Ama Kur’an’da açıkça beyan edilen konuların diğer konulara oranla daha bir önemli olduğuna gelince şöyle demek gerekir: Hayır, bir konunun açıkça Kur’an’da yer alması, onun öneminin fazla olduğunu göstermede genel bir kaide sayılmaz. Elbette şunu iddia etmek mümkündür ki insanların yapmaları veya sakınmaları gereken emirler ve yasaklar ve insanların sosyal ilişkileriyle ilgili olan konular Kur’an’da genelde açıkça beyan edilmiştir. Ancak bunlardan daha önemli bazı konular var ki örneğin Allah’ın zatı, sıfatları ve fiilleri hakkındaki konular veya ahiret hayatı, cennet ve cehennemle ilgili konular veya madde ötesi, melek ve cinlerle ilgili konular önemli olmalarına rağmen bunlara üstü kapalı şekilde işaret edilmiş ve detaylarına inilmemiştir.

İmam Cafer Sâdık’tan (a.s) şöyle nakledilmiştir:

“Allah’ın kitabı dört kısımdır: İfadeler, işaretler, ince konular ve hakikatler. İfadeler halkın geneli, işaretler özel sınıflar, ince konular evliyalar ve hakikatler peygamberler içindir.”[7]

Yine İmam (a.s) başka bir yerde şöyle demiştir:

“Kur’an’ın bir zahiri, bir de bâtını vardır.
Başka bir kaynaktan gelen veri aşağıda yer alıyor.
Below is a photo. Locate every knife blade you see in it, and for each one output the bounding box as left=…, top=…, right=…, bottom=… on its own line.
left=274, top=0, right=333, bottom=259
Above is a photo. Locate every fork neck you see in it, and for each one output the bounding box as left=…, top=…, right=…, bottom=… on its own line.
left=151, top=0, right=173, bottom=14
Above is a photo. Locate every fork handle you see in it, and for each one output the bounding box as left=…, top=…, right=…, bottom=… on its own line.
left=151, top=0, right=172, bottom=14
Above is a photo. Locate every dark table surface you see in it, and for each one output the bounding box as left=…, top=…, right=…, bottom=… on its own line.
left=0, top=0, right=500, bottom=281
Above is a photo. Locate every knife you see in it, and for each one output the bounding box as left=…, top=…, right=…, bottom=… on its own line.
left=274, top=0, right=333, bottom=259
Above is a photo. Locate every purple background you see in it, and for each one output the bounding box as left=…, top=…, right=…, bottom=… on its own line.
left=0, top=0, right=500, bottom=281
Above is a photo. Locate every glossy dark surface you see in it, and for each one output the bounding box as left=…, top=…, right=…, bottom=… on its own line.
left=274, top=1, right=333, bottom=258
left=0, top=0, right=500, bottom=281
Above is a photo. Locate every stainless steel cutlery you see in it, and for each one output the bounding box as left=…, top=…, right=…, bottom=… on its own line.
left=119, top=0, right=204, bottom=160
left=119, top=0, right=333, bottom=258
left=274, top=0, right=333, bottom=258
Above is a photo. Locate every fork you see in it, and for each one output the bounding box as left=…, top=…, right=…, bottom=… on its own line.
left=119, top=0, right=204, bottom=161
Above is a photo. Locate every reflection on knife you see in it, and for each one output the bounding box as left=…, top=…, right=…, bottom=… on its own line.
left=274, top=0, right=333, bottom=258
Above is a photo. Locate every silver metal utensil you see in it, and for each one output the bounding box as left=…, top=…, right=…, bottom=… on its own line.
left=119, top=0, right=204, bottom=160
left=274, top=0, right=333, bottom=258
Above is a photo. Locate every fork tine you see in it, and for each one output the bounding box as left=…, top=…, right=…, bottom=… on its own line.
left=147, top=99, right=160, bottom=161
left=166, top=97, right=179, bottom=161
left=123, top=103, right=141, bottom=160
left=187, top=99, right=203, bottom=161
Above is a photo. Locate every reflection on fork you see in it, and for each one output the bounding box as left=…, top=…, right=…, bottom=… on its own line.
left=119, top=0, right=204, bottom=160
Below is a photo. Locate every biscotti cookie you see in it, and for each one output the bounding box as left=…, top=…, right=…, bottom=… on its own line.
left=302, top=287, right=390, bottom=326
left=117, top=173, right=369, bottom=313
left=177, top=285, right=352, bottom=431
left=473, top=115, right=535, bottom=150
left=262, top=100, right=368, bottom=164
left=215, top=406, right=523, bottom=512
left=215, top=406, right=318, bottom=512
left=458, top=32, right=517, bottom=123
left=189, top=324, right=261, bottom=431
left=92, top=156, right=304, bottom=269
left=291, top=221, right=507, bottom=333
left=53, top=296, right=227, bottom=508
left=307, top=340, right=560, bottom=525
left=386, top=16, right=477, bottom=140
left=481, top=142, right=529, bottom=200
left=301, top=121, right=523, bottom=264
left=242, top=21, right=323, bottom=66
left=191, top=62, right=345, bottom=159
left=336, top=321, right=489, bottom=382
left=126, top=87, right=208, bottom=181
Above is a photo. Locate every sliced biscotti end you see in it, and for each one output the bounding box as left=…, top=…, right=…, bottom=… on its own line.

Zahiri hükümlerdir ve bâtını ilimlerdir. Zahiri güzel ve çekicidir ve bâtını derindir.” [8]

Buna göre şöyle demek gerekir. Kur’an’ın önemli ve öz konuları sedef içindeki inciler misali âyetlerin açık ifadelerinin içinde yer alan bir takım gerçeklerdir ve bunları elde etmek için daha fazla bir çaba sarfetmek gerekir.

Son olarak şuna da işaret edelim: Bazen bir takım konuların üstü örtülü şekilde Kur’an’da yer alışı ve açıkça beyan edilmemiş olması bazı maslahatlardan dolayıdır. Buna örnek olarak Hz. Ali’nın (a.s) isminin Kur’an’da yer almayışını zikredebiliriz.

–—


[1]     Hürr Âmûli, Vesailu’ş-Şia, c. 11, s. 330, H. 1.

[2]     Ebu’l-Hasan Eş’ari, Makaletu’l-İslamiyyin, s. 251.

[3]     Muttaki Hindî, Kenzu’l-Ummal, c. 1, s. 44.

[4]     Nahl /44.

[5]     Hadis-i Sakaleyn ve Hadis-i Sefine gibi.

[6]     Bkz. Hadevi Tahranî, Mehd-i Teemmülat der Usul-i Fıkh, 1. Kitap, 6. Bölüm, s. 75-80.

[7]     Feyz-i Kaşani, es-Safi fi Tefsir-i Kur’an, Mukaddime böl.

[8]     Meclisî, Biharu’l-Envar, c. 92, s. 17.